Liat Ben-Moshe is an assistant professor of disability studies at the University of Toledo. Her forthcoming book “Politics of (En)Closure” examines the connections between prison abolition, disability and deinstitutionalization in the U.S. (forthcoming with University of Minnesota Press and supported by an AAUW fellowship). Dr. Ben-Moshe is the co-editor (with Allison Carey and Chris Chapman) of Disability Incarcerated: Imprisonment and Disability in the United States and Canada (Palgrave McMillan 2014) as well as special issues of Disability Studies Quarterly on disability in Israel/Palestine (Summer 2007) and Disability Studies Pedagogy (2015) and Women, Gender and Families of Color on race, gender and disability (2014). She has written on such topics as the politics of abolition; deinstitutionalization and incarceration; disability, anti-capitalism and anarchism; queerness and disability; inclusive pedagogy; disability in Israel/Palestine and representations of disability. For more information: utoledo.academia.edu/LiatBenMoshe
Fred Moten teaches and conducts research in black studies, performance studies, poetics and critical theory. He is author of consent not to be a single being, In the Break: The Aesthetics of the Black Radical Tradition, Hughson’s Tavern, B. Jenkins, The Feel Trio, The Little Edges, The Service Porch and co-author, with Stefano Harney, of The Undercommons: Fugitive Planning and Black Study and A Poetics of the Undercommons, and, with Wu Tsang, of Who touched me? Moten works in the Department of Performance Studies at New York University.

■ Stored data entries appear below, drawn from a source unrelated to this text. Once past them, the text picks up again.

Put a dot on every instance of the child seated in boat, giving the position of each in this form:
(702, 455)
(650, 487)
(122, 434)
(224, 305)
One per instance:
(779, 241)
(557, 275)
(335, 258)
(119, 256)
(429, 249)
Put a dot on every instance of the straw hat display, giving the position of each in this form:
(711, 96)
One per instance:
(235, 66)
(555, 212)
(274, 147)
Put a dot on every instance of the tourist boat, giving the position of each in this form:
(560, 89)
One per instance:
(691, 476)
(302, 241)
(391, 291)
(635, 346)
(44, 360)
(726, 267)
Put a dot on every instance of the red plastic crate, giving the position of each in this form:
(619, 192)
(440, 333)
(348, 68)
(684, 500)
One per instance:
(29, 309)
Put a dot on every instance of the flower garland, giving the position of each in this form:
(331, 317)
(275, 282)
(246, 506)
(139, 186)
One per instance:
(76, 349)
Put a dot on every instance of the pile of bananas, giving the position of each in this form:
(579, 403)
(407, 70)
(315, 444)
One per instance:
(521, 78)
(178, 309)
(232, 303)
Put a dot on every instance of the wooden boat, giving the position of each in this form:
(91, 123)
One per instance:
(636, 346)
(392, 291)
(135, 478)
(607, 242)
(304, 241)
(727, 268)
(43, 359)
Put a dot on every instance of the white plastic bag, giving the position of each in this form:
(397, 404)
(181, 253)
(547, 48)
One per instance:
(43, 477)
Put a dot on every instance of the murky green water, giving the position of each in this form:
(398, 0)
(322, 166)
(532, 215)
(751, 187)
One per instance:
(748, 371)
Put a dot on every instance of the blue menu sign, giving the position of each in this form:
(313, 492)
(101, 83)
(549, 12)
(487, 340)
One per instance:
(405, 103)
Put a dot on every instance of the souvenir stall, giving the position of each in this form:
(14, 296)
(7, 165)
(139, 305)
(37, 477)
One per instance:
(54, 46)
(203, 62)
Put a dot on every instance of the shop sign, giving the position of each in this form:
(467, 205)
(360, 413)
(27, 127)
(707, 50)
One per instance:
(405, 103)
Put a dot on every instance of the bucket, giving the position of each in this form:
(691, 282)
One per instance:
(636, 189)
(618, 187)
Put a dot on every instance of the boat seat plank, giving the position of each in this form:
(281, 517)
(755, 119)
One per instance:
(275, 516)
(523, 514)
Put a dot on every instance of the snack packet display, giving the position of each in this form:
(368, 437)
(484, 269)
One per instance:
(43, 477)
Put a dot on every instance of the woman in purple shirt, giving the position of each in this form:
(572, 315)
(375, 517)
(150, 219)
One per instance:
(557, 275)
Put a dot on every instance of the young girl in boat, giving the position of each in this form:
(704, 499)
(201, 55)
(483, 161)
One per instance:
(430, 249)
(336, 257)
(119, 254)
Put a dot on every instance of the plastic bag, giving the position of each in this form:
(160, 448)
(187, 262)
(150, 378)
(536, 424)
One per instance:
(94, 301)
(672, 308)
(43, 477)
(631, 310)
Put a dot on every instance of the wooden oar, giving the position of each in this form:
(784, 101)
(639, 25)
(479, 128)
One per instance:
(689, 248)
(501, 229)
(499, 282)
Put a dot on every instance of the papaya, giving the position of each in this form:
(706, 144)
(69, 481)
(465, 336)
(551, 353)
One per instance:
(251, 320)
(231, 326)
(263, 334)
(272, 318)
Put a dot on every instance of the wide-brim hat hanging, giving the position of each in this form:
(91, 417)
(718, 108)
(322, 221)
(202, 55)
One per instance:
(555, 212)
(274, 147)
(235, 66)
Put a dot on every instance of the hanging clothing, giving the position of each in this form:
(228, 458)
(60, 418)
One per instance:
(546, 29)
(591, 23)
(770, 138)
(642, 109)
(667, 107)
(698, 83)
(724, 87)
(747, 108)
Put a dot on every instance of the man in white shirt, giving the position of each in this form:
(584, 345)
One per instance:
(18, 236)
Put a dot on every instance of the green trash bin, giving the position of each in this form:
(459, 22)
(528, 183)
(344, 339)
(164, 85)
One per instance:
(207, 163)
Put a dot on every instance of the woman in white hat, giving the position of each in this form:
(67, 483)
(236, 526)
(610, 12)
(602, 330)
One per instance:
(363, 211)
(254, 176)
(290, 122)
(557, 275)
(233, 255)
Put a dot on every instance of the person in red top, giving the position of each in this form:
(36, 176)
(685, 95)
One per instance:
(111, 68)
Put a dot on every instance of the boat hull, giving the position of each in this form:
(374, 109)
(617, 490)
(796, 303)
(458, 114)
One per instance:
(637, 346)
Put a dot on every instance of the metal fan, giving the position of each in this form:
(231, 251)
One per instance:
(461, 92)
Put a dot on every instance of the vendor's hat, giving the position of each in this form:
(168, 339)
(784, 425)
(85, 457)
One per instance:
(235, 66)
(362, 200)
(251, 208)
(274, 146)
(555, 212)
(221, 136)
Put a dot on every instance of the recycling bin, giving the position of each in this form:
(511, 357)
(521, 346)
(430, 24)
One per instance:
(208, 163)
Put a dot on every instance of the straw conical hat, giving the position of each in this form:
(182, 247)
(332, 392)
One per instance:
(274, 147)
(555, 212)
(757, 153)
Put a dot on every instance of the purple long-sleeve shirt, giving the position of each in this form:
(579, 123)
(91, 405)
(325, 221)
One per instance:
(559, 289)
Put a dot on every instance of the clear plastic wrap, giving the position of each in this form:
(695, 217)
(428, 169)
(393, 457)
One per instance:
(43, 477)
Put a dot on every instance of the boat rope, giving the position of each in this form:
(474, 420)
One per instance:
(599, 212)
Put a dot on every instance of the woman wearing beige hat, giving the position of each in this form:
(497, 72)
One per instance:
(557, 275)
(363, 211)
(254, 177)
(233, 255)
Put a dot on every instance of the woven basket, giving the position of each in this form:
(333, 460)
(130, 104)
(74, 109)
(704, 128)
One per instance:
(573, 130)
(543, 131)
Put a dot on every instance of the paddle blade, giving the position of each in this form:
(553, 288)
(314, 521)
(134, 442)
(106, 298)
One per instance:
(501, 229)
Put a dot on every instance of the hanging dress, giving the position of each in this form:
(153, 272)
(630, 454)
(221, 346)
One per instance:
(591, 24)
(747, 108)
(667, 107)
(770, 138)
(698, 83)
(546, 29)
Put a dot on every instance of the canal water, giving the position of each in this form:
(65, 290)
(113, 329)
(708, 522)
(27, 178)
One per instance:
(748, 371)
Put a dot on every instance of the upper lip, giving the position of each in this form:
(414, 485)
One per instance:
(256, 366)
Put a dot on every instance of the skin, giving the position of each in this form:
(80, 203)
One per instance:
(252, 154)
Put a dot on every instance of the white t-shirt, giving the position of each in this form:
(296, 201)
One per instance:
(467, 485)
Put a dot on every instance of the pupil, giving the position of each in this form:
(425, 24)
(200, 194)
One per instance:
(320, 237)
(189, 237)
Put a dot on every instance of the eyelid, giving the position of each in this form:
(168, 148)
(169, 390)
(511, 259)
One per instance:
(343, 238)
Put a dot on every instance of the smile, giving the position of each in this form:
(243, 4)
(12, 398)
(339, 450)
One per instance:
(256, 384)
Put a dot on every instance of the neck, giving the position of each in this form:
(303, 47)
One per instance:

Jasbir K. Puar is Professor of Women’s and Gender Studies at Rutgers University. Her most recent book is The Right to Maim: Debility, Capacity, Disability (2017). Puar is the author of award-winning Terrorist Assemblages: Homonationalism in Queer Times (2007), which has been translated into Spanish and French and re-issued in an expanded version for its 10 th anniversary. She has also written numerous articles for mainstream, scholarly, and alternative venues. Currently she is completing her third book, a collection of essays on duration, pace, and acceleration in Palestine titled Slow Life: Settler Colonialism in Five Parts.
Helga Tawil-Souri is Associate Professor in Media, Culture, and Communication and Middle Eastern and Islamic Studies at NYU, and the director of the Hagop Kevorkian Center for Near Eastern Studies. Helga is a media scholar who works on questions of spatiality, technology, and politics in the Middle East and especially Israel/Palestine. She is most recently the co-editor of Gaza As Metaphor (Hurst, 2016).
Hentyle Yapp is an Assistant Professor in the Department of Art and Public Policy at NYU is also an affiliated faculty on the Disability Council. His research broadly engages the theoretical and methodological implications of queer, feminist, disability, and critical race studies for questions regarding the law and state. His essays have appeared or are forthcoming in American Quarterly, GLQ, Verge, Women and Performance, and other venues.